Second hand love

SECOND HAND LOVE 

Except for birthdays, Christmas, and one new outfit for the first day of school, I rarely received anything new when I was growing up. 

I remember the first two new things I ever got. Around the same time, I received a new two wheeler bike and a new pillow. Other than being brand new, and not just new to me, they were not otherwise related. I didn’t get them both for a good report card, for instance. Or, way before bike helmets were a thing, did I get the pillow to tie around my head while I learned to ride a bike. 

They were probably months apart and mutually exclusive, but in my mind, they are inexorably related. 

The shiny, GOLD SPARKLY bike was a result of my mother winning a bowling tournament. Apparently she was a great bowler. Not just good - great. Consistent, strong, with aim true and direct. She won this bike, and I remember my parents coming home from the tournament, it must have been a weekend. We were all still outside playing, the dusk approaching. They pulled into the driveway and my dad opened up the trunk and pulled out the bike. The low sunlight glinted on the gold glitter paint. I stood around with my siblings, oohing and aahing. My father glanced up and down the line of us, a 1960’s middle class dad in his pressed shirt and shined shoes, a Colonel Von Trapp of the Chrysler factory. I was called over. I was given the new bike. 

Not my birthday, not Christmas, a brand new bike all for me! 

I didn’t care at the time that it was won, it was free, it was not purchased. I didn’t care that I got the bike because I was the right age and size for it.They didn’t go out and find a bike for me, that would suit me or fit me. It was not a reward or a present. I was basically in the right place and the right time. 

My dad wheeled me around on the grass to help me learn to balance, taught me how to steer, how to stop myself from falling, and how to get back up when I fell anyway.

It’s the only time I really remember riding that bike.

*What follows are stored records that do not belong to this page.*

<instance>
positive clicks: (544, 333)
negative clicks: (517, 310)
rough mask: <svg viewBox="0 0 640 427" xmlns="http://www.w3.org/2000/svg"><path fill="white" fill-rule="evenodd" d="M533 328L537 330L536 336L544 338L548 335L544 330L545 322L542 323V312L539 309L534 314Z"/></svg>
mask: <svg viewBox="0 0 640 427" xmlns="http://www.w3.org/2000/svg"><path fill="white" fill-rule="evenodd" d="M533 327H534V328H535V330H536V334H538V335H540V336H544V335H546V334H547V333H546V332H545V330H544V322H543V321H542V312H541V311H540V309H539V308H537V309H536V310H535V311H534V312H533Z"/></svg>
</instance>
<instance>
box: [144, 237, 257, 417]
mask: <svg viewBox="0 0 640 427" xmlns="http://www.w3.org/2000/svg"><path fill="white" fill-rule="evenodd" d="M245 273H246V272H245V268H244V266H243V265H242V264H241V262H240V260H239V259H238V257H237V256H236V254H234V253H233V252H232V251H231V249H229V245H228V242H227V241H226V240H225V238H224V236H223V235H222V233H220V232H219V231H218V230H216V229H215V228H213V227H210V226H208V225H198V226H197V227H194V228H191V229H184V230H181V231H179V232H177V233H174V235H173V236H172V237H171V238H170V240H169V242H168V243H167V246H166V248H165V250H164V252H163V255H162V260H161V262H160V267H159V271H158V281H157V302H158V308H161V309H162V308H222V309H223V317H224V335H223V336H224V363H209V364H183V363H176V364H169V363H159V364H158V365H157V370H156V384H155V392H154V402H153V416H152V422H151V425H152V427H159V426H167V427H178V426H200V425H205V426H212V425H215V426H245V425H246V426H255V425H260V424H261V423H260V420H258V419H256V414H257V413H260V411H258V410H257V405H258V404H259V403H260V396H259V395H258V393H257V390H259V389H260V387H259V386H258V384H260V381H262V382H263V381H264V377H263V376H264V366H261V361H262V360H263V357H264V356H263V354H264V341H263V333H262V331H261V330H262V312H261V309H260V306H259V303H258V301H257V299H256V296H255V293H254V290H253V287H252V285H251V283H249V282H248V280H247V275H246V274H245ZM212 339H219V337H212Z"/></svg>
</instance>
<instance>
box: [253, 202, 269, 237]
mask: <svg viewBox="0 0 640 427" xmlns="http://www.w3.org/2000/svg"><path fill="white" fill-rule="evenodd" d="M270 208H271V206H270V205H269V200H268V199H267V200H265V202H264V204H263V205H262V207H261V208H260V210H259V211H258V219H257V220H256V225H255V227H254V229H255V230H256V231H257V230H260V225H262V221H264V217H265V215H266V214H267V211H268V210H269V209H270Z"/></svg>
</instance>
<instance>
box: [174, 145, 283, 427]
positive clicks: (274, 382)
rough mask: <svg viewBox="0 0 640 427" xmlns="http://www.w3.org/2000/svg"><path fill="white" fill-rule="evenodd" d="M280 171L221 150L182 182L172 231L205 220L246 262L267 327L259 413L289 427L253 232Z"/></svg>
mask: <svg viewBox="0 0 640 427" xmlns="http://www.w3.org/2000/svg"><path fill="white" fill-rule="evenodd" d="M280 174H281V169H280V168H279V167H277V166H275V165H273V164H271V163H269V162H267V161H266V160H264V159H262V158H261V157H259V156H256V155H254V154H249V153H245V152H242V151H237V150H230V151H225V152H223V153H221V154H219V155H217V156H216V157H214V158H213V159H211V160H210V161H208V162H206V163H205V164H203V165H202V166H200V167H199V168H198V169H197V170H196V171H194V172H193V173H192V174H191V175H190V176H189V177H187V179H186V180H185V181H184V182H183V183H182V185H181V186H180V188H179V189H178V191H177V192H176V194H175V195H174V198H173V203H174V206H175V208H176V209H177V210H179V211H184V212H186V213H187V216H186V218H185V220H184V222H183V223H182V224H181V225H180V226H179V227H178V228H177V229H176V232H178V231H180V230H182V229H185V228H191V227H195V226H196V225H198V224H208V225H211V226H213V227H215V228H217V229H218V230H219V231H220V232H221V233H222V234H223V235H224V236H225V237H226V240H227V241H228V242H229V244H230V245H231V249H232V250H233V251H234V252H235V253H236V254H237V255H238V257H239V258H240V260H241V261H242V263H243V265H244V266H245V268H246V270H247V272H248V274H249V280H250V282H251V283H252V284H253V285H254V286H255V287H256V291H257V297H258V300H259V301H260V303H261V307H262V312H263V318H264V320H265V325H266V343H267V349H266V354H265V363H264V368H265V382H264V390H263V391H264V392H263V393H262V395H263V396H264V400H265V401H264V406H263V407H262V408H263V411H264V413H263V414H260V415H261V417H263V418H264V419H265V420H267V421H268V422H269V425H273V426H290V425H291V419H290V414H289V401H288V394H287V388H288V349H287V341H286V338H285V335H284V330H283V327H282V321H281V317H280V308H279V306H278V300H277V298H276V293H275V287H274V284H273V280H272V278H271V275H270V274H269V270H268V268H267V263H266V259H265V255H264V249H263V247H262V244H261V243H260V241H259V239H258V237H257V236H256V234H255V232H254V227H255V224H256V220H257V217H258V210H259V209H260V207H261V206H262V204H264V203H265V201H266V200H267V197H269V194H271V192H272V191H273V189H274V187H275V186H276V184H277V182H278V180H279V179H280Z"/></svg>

Turns out I was slightly too big for it, and it quickly went down the line to the next sibling, and the next, and I moved up to the larger bikes my older sisters had outgrown. 

But for at least one glorious summer evening, bathed by soft light and cooled by the river breeze, I rode a golden bike that was brand new and all mine. 

The pillow was also free. My dad had purchased several new beds all at once. A bonus at work? A tax refund? My mom telling him 6 girls needed more than three beds? Who knows. I remember the bunk beds coming, being set up in the big upstairs bedroom, a double bed set up across the room. I remember the sisters who got the new beds being pretty excited about them. 

As a ‘thank you for your business’, the furniture company had thrown in a couple of pillows. 

So again, it wasn’t as though they bought me a new pillow, thought about it at all, it just showed up, free, and I was next in line. 

I kept that pillow for 20 years. I moved out with it. I once fell out of the top bunk, down beside the wall, crashed into the floor, and woke up most of the house. They found me on the floor, still asleep, clutching that pillow. 

I brought that pillow into the delivery room with me when I was having my son. At one point, him being breech, they were preparing me for an emergency C-section. They threw my pillow across the room! I gasped - HAAAAAA. Biggest breath I took that whole labour. MY PILLOW!! 

I was with my ex-husband for five years before I let him put his head on my pillow. Even with a new pillow now, and a new husband, it’s still a thing. Do not touch my pillow. 

I’ve examined this neurosis. In some depth. What the fuck is it with Yvette and her pillows? 

I think it’s because it was one of the only new things I ever got that was just mine. Most of my clothes were hand me downs. All the other (non present) bikes, toys, games, books, were from older siblings or cousins. There would be other peoples names written in the books, pieces of puzzles missing, dice gone from games. I remember the shame and embarrassment of wearing clothes to school that other kids recognized as having come from their homes, because my Dad liked to shop for used clothes. 

To me, that new pillow was not only mine, but mine first. Mine always. In a home where everything was shared, including if not especially our parents, having one item that was mine all mine was a touchstone of sorts. 

It was an identifier of individuality in a melee of Menards. I am me. I have this thing. I am separate from you because I own something you cannot have. I will not outgrow this thing. 

When I look back now, though, I don’t see a family of hand me down dressed kids. I see a mother who sewed matching outfits for her girls, who had to be convinced to buy herself a new blouse every ten years, who raised her family with consistency, strength, and an aim for our success that was true and direct. I see a father who took pride enough in his appearance to iron his shirts and shine his shoes to go to work in a factory. Who guided his children, taught them to steer, taught them to fall, helped them up again. 

I may have not had a lot of new things when I was growing up, but I never had second hand love.